How much cash does HEI generate through its operations?
HEI has sustained its debt level by about €11.59b over the last 12 months – this includes both the current and long-term debt. At this stable level of debt, HEI currently has €1.59b remaining in cash and short-term investments , ready to deploy into the business. On top of this, HEI has produced €1.94b in operating cash flow in the last twelve months, leading to an operating cash to total debt ratio of 16.74%, signalling that HEI’s current level of operating cash is not high enough to cover debt. This ratio can also be interpreted as a measure of efficiency as an alternative to return on assets. In HEI’s case, it is able to generate 0.17x cash from its debt capital.
Does HEI’s liquid assets cover its short-term commitments?
With current liabilities at €6.78b, the company has been able to meet these obligations given the level of current assets of €6.99b, with a current ratio of 1.03x. Generally, for Basic Materials companies, this is a reasonable ratio since there’s sufficient cash cushion without leaving too much capital idle or in low-earning investments.

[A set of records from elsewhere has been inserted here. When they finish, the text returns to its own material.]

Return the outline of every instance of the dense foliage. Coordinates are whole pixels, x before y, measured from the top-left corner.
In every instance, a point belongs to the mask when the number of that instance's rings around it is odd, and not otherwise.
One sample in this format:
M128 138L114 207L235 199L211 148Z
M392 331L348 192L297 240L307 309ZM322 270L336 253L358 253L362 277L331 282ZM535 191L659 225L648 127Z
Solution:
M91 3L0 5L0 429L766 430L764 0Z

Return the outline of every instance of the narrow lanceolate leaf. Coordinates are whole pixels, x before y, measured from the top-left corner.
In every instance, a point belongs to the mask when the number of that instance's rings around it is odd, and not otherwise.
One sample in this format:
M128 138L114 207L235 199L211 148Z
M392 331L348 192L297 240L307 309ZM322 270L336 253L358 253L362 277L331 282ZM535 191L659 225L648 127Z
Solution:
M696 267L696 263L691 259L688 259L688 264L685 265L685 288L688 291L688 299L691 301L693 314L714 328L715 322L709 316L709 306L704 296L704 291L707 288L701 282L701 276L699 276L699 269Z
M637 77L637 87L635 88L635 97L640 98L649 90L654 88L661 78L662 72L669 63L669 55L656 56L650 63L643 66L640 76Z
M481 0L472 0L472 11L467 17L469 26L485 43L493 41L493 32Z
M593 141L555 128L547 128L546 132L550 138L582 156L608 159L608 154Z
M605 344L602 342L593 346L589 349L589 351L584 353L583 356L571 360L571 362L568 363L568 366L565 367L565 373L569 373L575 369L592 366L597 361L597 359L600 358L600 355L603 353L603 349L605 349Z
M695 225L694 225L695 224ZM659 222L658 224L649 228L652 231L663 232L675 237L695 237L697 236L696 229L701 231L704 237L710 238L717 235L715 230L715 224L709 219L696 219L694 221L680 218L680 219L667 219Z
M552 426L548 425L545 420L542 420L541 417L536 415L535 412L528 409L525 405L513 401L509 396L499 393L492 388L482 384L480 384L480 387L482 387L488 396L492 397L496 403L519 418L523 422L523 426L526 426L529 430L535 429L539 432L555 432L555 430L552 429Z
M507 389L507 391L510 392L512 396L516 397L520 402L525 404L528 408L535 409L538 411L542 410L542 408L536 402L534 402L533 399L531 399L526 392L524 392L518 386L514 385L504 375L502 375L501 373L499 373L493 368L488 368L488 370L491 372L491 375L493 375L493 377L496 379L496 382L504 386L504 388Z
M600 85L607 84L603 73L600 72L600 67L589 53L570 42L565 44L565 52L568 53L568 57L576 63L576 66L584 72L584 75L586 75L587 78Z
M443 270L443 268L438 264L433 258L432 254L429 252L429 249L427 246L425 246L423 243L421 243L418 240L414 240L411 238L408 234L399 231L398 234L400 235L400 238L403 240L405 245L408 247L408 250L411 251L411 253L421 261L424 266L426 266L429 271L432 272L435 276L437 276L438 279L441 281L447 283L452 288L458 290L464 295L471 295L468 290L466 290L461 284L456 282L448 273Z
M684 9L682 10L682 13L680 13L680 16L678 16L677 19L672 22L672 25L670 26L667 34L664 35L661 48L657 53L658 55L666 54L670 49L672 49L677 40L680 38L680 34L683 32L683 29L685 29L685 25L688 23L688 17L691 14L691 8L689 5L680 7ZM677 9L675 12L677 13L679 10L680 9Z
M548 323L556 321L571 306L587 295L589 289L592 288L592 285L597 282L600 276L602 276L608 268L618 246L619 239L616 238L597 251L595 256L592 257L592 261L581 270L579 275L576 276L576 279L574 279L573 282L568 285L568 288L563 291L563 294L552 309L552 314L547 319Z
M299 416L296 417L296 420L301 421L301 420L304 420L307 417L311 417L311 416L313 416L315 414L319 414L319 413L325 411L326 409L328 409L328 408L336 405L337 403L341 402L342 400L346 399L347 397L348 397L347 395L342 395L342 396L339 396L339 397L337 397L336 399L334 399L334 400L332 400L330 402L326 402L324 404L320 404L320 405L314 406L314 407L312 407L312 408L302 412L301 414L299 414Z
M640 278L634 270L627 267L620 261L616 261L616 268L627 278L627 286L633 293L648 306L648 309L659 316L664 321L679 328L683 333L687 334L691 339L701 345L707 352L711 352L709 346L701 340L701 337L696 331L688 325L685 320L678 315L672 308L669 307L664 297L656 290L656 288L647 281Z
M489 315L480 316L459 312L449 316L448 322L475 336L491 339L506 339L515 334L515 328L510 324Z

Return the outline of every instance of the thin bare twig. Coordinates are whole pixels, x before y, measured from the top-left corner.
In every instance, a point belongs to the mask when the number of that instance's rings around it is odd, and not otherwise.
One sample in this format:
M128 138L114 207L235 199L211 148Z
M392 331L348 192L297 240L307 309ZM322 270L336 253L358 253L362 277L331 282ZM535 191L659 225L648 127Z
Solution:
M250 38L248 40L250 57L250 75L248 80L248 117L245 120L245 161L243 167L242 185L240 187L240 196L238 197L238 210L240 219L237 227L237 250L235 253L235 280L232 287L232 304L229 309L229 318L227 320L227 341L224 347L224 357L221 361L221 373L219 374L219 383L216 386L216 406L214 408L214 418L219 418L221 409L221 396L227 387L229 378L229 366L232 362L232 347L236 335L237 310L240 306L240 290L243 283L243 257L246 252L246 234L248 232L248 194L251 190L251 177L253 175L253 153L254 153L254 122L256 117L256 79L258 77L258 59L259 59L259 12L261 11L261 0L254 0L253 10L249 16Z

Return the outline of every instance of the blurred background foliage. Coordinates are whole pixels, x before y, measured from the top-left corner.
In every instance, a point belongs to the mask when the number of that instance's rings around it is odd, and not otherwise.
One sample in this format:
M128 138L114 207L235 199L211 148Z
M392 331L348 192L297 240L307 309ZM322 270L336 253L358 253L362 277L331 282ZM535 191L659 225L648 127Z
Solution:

Is HEI’s debt level acceptable?
With debt reaching 72.57% of equity, HEI may be thought of as relatively highly levered. This is not unusual for large-caps since debt tends to be less expensive than equity because interest payments are tax deductible. Since large-caps are seen as safer than their smaller constituents, they tend to enjoy lower cost of capital. We can check to see whether HEI is able to meet its debt obligations by looking at the net interest coverage ratio. Preferably, earnings before interest and tax (EBIT) should be at least three times as large as net interest. For HEI, the ratio of 5.6x suggests that interest is appropriately covered. Strong interest coverage is seen as a responsible and safe practice, which highlights why most investors believe large-caps such as HEI is a safe investment.
At its current level of cash flow coverage, HEI has room for improvement to better cushion for events which may require debt repayment. However, the company exhibits an ability to meet its near-term obligations, which isn’t a big surprise for a large-cap. I admit this is a fairly basic analysis for HEI’s financial health. Other important fundamentals need to be considered alongside. I recommend you continue to research HeidelbergCement to get a better picture of the stock by looking at:
- Future Outlook: What are well-informed industry analysts predicting for HEI’s future growth? Take a look at our free research report of analyst consensus for HEI’s outlook.
- Valuation: What is HEI worth today? Is the stock undervalued, even when its growth outlook is factored into its intrinsic value? The intrinsic value infographic in our free research report helps visualize whether HEI is currently mispriced by the market.
- Other High-Performing Stocks: Are there other stocks that provide better prospects with proven track records? Explore our free list of these great stocks here.
To help readers see past the short term volatility of the financial market, we aim to bring you a long-term focused research analysis purely driven by fundamental data. Note that our analysis does not factor in the latest price-sensitive company announcements.